Imagine that a soybean is a person who upon finding himself emerging in Southern soil that had recently been cleared to make way for him, he might have heard the other crops whispering, “He’s not from around here…”
“No, I’m not,” he thought, shifting his big brown eye from field to field. As Dorothy proclaimed in the Wizard of Oz, “Toto, I’ve a feeling that we’re not in Kansas anymore.”
But what the soybean did have going for him was charisma – personal magnetism or charm – especially when his prices spiked. He immediately became the darling of early morning coffee shop conversations and the main character in tales spun by farmers who held forth on what they had booked their beans for that day.
And then the lean years arrived, and the price of soybeans dropped. But, fortunately for the soybean, the South didn’t give up on him. Farmers kept soybeans in their crop mix, dutifully rolled their combines through the field in the fall and just shook their heads at the 22 bushels an acre that they brought in at harvest time.
Meanwhile, soybean breeders worked diligently to develop varieties that were more suited to the Southern geography, and they succeeded! Yields began to rise, and farmers took notice. They began investing in more soybean inputs throughout the season to keep the plant healthy and protected from disease and insects.
Perhaps Alan Blaine, co-founder of Southern Ag Consulting in Starkville, Miss., and former soybean specialist at Mississippi State University, sums it up best on page 6, “When I first went to work for Mississippi State University in 1987, soybeans were considered a relatively low-value, secondary crop.

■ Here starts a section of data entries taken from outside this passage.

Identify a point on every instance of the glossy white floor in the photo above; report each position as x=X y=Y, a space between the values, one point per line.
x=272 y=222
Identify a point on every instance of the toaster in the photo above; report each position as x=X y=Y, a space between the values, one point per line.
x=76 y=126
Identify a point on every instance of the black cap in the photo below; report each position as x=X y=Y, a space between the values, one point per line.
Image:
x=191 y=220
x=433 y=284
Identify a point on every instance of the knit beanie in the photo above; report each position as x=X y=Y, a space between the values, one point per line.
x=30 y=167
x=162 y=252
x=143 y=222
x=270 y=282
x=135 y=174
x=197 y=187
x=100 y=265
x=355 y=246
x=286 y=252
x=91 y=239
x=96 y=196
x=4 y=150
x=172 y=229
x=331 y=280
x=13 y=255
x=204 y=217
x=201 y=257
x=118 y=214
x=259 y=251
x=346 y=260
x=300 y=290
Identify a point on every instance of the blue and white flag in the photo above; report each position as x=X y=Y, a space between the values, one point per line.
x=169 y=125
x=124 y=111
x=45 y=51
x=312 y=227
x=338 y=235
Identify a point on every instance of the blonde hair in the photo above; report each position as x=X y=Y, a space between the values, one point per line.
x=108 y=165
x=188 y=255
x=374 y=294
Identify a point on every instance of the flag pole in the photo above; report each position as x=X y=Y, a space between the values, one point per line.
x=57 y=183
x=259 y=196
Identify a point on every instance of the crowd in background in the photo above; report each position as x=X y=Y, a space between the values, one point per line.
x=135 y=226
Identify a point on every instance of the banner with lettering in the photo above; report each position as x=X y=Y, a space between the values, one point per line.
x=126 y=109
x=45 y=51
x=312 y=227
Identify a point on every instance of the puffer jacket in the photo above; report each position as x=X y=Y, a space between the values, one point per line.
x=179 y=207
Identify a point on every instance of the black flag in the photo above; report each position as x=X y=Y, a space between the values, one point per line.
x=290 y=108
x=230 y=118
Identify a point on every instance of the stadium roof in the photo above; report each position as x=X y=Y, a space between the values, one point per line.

Cotton got all the attention. Now soybeans are exciting.
“It used to be that cotton also got the best ground, the highest inputs and the most intense management,” Blaine says. “That’s not the situation today.
“All of a sudden, soybeans are being planted on phenomenal ground, and growers who are paying attention to details such as planting date, proper variety selection, disease management, fertility, drainage, etc. are getting yields they couldn’t even imagine a few years ago. I mean, who would have ever thought we would see 52-bushel soybeans?”
And, today, yields have risen far beyond that number – 75 bushels, 85 bushels and even 100+ bushels in some cases! It appears that soybeans are back in the catbird seat, enjoying a position of power or prominence on the roster of Southern crops.
Now when the young seedling emerges from the soil, he can look around and proudly say, “I might not have been born in the South, but I got here as fast as I could!” And judging by his stats in terms of acreage and yield, I think he is here to stay, y’all.